UBS et Credit Suisse sont «bien capitalisée et une intervention [de l'Etat] n'est pas nécessaire», a affirmé mardi une porte-parole du département fédéral des Finances (DFF).

«Le DFF est en contact étroit avec la Commission fédérale des banques et la Banque nationale suisse, qui suivent étroitement l'évolution des marchés», a ajouté la porte-parole.

Interrogée sur la possibilité d'un scénario catastrophe, elle a indiqué que le ministère avait prévu un tel scénario du pire. Mais «on n'est pas dans ce cas de figure».


L'EUROPE DÉBOURSE

Benelux: 11,2 milliards d'euros injectés par les gouvernements des trois pays pour éviter l'effondrement du géant Fortis (banque - assurance, plus de 62'000 employés).

Allemagne: 35 milliards d'aide d'urgence de l'Etat, des banques privées et de la Banque centrale européenne pour éviter la faillite d'Hypo Real Estate (crédit immobilier et financement aux collectivités locales).

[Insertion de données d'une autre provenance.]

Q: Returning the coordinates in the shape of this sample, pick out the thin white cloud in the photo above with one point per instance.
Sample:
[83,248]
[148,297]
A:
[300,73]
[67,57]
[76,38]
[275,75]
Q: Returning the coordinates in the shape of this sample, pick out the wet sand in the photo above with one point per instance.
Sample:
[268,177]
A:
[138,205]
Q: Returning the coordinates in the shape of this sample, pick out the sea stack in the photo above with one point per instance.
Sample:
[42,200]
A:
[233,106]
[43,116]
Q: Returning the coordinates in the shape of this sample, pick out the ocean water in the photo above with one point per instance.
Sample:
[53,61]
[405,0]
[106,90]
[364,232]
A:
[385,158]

Grande-Bretagne: 23 milliards pour sauver la banque Bradford & Bingley, après Northern Rock.

Islande: 600 millions pour nationaliser la 3e banque du pays et lui éviter le naufrage.

Russie: 50 milliards de dollars mis à disposition par la Banque centrale pour fournir des liquidités au marché bancaire.

France, Belgique et Luxembourg: 6,4 milliards d'euros d'argent public pour l'augmentation de capital de la banque Dexia.


UBS EN ASSEMBLÉE JEUDI

La première banque suisse tient jeudi à Bâle une assemblée générale extraordinaire pour élire quatre nouveaux administrateurs. Objectif: renforcer les compétences de son organe de surveillance.

Les actionnaires pourraient apprendre jeudi l'existence de dépréciations supplémentaires, au moment où la crise financière s'approfondit.

Au 2e trimestre 2008, UBS a essuyé une perte nette de 358 millions de francs et de 11,9 milliards au 1er.


REBOND BOURSIER

L'indice SMI (Swiss Market Index) des principales valeurs de la Bourse suisse a clôturé en gagnant 2,38% à 6654,89 points mardi.

Le Dax de la Bourse de Francfort a fini sur une hausse de 0,41% et à Paris, le CAC 40 a grimpé de 1,99%.

Wall Street ouvrait en hausse, porté par l'espoir des marchés que le plan Paulson sera finalement adopté par le Congrès américain.